A New Window Into Crystal Self-Assembly
Crystals rarely grow into perfect geometric forms outside a textbook. In nature, they twist, branch, and cluster in ways that have puzzled scientists for centuries. Now, a team led by Noushine Shahidzadeh at the University of Amsterdam's Institute of Physics has pinpointed the mechanism behind one of the most visually striking crystal formations: spherulites, spherical assemblies of nanocrystals that resemble tiny sea urchins under the microscope.
The findings, published in Communications Chemistry, show that divalent metal ions in mixed sulfate solutions are the hidden architects of these mesmerizing structures. When water evaporates from these viscous salt mixtures, the resulting supersaturation does not simply precipitate conventional block-like crystals. Instead, the ions steer sodium sulfate nanocrystals into radially organized spheres with remarkably high surface-to-volume ratios.
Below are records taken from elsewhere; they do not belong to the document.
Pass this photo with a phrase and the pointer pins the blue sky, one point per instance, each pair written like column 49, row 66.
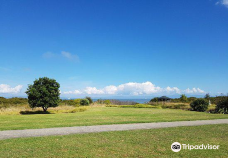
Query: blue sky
column 115, row 48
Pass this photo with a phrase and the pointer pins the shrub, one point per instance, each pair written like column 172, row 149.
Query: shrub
column 139, row 106
column 90, row 100
column 183, row 98
column 107, row 102
column 77, row 102
column 199, row 105
column 222, row 107
column 44, row 93
column 84, row 102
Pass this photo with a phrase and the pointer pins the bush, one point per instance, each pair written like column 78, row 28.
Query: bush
column 222, row 107
column 199, row 105
column 90, row 100
column 139, row 106
column 44, row 93
column 107, row 102
column 84, row 102
column 77, row 102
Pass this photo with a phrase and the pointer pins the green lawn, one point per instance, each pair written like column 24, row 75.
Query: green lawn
column 100, row 116
column 139, row 143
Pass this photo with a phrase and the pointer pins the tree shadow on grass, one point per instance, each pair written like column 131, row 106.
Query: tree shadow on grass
column 34, row 112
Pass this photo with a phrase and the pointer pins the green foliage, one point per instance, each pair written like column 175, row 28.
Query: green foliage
column 138, row 106
column 70, row 102
column 107, row 102
column 90, row 100
column 84, row 102
column 12, row 102
column 207, row 96
column 176, row 106
column 199, row 105
column 44, row 93
column 154, row 99
column 183, row 98
column 222, row 106
column 77, row 102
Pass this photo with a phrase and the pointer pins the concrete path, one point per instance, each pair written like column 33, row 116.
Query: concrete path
column 102, row 128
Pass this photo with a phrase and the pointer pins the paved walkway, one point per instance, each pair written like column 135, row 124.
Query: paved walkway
column 102, row 128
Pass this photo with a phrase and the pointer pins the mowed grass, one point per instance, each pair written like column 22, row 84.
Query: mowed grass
column 139, row 143
column 101, row 116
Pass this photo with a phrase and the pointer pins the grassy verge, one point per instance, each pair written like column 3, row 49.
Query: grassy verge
column 101, row 116
column 25, row 109
column 139, row 143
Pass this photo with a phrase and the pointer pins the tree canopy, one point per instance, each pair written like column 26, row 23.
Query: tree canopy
column 44, row 92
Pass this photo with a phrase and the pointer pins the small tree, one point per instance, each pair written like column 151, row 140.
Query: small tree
column 44, row 93
column 183, row 98
column 222, row 106
column 90, row 100
column 207, row 96
column 199, row 105
column 84, row 102
column 77, row 102
column 107, row 102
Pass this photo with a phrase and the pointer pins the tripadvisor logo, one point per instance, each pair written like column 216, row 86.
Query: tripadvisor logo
column 176, row 147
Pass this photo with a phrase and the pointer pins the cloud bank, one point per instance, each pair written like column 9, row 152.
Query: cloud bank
column 134, row 89
column 222, row 2
column 4, row 88
column 62, row 55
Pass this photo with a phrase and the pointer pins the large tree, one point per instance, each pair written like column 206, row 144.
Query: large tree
column 44, row 93
column 183, row 98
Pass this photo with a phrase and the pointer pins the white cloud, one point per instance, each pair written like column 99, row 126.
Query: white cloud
column 63, row 54
column 93, row 90
column 4, row 88
column 194, row 91
column 69, row 56
column 222, row 2
column 134, row 88
column 48, row 55
column 174, row 89
column 4, row 69
column 73, row 92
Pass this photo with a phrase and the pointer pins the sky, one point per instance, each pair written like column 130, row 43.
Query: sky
column 115, row 48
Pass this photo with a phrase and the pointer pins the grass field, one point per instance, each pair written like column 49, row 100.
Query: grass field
column 101, row 116
column 139, row 143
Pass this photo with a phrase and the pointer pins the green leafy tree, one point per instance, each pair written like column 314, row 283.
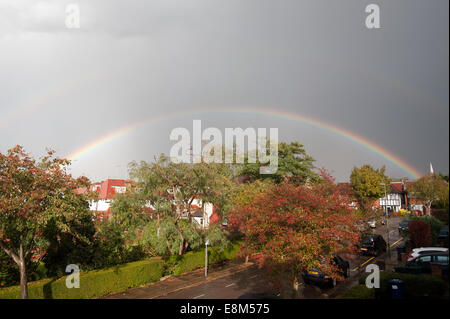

The Role of Viscosity and Prenucleation Clusters
First author Tess Heeremans explains that the process hinges on an unusually high viscosity at the onset of crystallization. As the solution concentrates, it becomes so thick that molecular movement slows dramatically. This sluggish environment allows a vast population of mesoscopic prenucleation clusters to form before full crystallization begins.
These clusters act as seeds. Rather than racing to form a single large crystal, they undergo diffusion-limited growth, meaning each tiny crystallite expands only as fast as surrounding material can reach it. The clusters then orient themselves into nearly aligned arrays that collectively build the spherulite outward from a central nucleation point.
"A spherulite reflects the environment of its formation, much like a snowflake records atmospheric conditions," Heeremans notes. By tuning the ratio of divalent ions, viscosity, and evaporation rate, the team could shift the outcome from open, spiky structures to dense, compact spheres or even regular crystal lattices.